IL RITO
A mezzogiorno i tre " santi ":
un uomo, una ragazzina e un bambino, che rappresentano
rispettivamente San Giuseppe, la Madonna e Gesù Bambino
si recano in chiesa per la benedizione.
Usciti dalla chiesa i tre personaggi, tenendosi per mano,
seguiti dalla famiglia che ha fatto il voto
e accompagnati dal gruppo di musica, ritornano alla casa
dove è stata allestita la Cena e trovano la porta chiusa.
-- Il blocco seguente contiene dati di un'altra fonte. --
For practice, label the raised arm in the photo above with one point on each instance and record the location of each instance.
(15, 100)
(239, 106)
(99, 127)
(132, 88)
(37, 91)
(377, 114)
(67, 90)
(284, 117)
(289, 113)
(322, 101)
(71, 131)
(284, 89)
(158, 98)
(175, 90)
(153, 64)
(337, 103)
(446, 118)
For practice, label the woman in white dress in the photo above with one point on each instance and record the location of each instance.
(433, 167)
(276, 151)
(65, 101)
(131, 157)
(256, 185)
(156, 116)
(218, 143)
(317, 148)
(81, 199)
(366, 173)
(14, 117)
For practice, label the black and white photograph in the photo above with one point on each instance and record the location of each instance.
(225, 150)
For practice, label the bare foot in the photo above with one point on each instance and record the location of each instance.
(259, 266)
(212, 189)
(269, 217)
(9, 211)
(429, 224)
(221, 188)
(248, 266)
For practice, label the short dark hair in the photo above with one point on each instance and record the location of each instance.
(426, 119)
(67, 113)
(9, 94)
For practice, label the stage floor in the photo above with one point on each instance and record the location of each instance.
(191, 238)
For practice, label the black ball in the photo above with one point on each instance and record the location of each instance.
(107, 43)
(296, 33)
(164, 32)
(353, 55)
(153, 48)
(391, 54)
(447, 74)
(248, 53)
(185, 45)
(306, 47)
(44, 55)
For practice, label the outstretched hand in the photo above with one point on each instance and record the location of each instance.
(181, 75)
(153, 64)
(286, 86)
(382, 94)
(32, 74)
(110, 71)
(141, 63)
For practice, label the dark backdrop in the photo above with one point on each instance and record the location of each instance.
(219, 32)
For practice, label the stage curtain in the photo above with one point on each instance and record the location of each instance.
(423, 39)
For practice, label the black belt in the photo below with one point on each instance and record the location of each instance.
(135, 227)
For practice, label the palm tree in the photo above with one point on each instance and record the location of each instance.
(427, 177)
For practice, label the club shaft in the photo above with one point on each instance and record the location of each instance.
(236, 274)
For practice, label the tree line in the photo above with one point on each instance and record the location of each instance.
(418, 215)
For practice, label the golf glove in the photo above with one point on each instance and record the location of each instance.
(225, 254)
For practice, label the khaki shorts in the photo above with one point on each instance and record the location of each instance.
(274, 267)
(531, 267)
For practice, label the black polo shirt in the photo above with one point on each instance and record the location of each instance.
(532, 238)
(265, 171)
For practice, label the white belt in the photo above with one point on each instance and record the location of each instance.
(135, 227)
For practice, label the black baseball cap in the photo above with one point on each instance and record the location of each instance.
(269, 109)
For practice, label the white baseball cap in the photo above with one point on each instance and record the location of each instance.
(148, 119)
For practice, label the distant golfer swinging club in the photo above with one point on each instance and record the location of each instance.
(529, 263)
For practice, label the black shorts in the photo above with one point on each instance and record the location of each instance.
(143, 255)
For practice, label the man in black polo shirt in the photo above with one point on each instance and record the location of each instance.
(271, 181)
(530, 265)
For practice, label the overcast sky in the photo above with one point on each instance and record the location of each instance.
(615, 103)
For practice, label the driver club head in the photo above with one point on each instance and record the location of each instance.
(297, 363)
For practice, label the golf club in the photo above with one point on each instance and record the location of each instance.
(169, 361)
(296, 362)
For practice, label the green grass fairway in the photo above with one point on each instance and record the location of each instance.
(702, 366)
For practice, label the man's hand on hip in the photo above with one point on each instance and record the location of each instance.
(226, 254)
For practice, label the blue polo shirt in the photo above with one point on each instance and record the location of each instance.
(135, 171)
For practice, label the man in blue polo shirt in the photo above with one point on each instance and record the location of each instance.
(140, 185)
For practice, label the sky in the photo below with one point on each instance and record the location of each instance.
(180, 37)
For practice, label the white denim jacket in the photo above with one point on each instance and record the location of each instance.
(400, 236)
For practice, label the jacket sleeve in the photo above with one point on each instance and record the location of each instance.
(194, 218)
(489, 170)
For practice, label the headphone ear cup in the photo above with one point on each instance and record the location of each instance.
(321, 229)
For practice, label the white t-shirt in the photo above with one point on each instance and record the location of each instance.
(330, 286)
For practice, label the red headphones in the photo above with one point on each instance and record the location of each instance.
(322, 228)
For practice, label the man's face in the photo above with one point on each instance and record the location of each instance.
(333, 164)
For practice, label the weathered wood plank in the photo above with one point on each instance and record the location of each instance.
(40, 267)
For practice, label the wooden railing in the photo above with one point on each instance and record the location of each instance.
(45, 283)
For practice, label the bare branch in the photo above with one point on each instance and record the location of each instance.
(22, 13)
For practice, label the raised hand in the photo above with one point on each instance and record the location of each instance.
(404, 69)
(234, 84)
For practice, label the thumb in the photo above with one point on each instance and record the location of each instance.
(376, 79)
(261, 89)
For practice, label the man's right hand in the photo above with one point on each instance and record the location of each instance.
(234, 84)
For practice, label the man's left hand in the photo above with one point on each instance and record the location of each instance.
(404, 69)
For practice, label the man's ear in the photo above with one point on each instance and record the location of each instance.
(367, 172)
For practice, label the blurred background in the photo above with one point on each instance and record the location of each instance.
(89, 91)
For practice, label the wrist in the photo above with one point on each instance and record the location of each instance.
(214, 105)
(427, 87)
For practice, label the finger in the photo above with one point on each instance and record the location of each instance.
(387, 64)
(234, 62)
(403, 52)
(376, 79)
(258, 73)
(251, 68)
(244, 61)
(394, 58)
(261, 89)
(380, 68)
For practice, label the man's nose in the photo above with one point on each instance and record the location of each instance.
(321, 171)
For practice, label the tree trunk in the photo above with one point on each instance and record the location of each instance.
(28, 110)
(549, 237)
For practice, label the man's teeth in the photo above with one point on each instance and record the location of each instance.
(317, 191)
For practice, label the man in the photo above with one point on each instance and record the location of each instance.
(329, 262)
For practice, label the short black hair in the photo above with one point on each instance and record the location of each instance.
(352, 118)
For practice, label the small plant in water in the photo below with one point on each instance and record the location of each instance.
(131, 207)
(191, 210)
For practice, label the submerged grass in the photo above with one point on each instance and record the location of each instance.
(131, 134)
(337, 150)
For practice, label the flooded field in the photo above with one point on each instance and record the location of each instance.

San Giuseppe bussa tre volte ma nessuno apre.
Solo
alla quarta volta, la padrona di casa chiede
"Cu è ?" (Chi bussa )
e il Patriarca San Giuseppe risponde:
"Gesù, Giuseppe e Maria , o rapi tu o rapu iu ! " (apri tu o apro io)
A queste parole, si apre la porta e i tre " santi " entrano.
La padrona di casa porge loro acqua e vino in un bacile per lavarsi le mani.
San Giuseppe poi benedice la casa con queste parole:
" Accantu, accantu, c'è l' Ancilu Santu, u Patri, u Figghiu e u Spiritu Santu ".
(vicino, vicino, c'è l' Angelo Santo, il Padre,
il Figlio e lo Spirito Santo).
Al termine della benedizione si recita un' Ave Maria e un Padre Nostro.
I " Santi " siedono quindi alla tavola inbandita e, dopo aver mangiato
ciascuno di loro porta a casa un grande " uccidatu ".